Мы задолжали хозяевам пансиона немалую сумму, у нас не было никаких средств к существованию, поэтому о том, чтобы бежать, и речи быть не могло. К счастью для нас, датчанки познакомились с одной хорошенькой девушкой из деревни, которая стала проводить с ними много времени, и это настолько восстановило против них всех деревенских жителей, что датчанкам этим пришлось срочно отсюда убираться. Однако наше знакомство с ними, длившееся уже восемь месяцев, нельзя было оборвать так резко. Тем более что обе они были из хороших семей, получили хорошее воспитание и оказались добрыми товарищами в дни моих невзгод. Словом, мне хотелось обставить их вынужденный отъезд пристойным образом, и с этой целью мы решили устроить в их честь прощальный обед в ателье одного молодого художника.

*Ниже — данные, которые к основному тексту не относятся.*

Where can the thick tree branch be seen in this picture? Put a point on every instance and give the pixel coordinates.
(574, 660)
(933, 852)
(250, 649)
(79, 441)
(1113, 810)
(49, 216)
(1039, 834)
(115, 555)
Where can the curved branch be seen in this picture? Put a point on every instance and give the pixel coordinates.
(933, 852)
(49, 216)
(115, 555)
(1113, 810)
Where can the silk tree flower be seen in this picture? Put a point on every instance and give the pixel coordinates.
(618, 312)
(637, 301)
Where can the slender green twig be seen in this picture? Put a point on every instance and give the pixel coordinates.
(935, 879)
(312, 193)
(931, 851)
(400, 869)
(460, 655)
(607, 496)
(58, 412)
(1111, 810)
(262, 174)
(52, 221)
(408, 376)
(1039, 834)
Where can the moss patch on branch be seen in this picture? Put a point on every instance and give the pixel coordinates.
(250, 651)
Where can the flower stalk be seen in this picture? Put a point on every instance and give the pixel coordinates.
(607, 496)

Во время десерта, когда все уже изрядно выпили, Мария, поддавшись своим чувствам, встала с бокалом в руке, чтобы спеть песенку, которую она сама сочинила на известный мотив из «Миньон» [34]:
Ужели вы не знаете Марии,
Которая подружек обожает?
И муж ее, красивейший мужчина,
Подчас пеняет горько ей за это.
Она не создана женой быть мужней,
Раз может зажигать девичье сердце.
И вот теперь разъедутся подруги,
Вдовой почувствует себя Мария,
Хоть много лет и замужем она.
Хранятся в памяти лишь дни Монкура,
Веселые, чарующие дни!…
Прислушайтесь, что говорит Мария:
Остаться здесь хотела б я навечно,
И песни петь, и пить вино, любить лишь радость,
Бессмертно жить!
Да, здесь!
И только здесь!
Она спела это в порыве чувств, вдохновенно, ее огромные миндалевидные глаза, влажные от слез, сверкали, отражая пламя свечей, она широко распахнула свое сердце, и, признаюсь, я был увлечен, очарован ею. Наивность и трогательная искренность Марии делали невозможным даже мысль о чем-то чувственном – просто женщина воспевала женщину. Да и в ее облике не было решительно ничего мужеподобного, нет, нет, это была любящая женщина, нежная, таинственная, загадочная и неуловимая.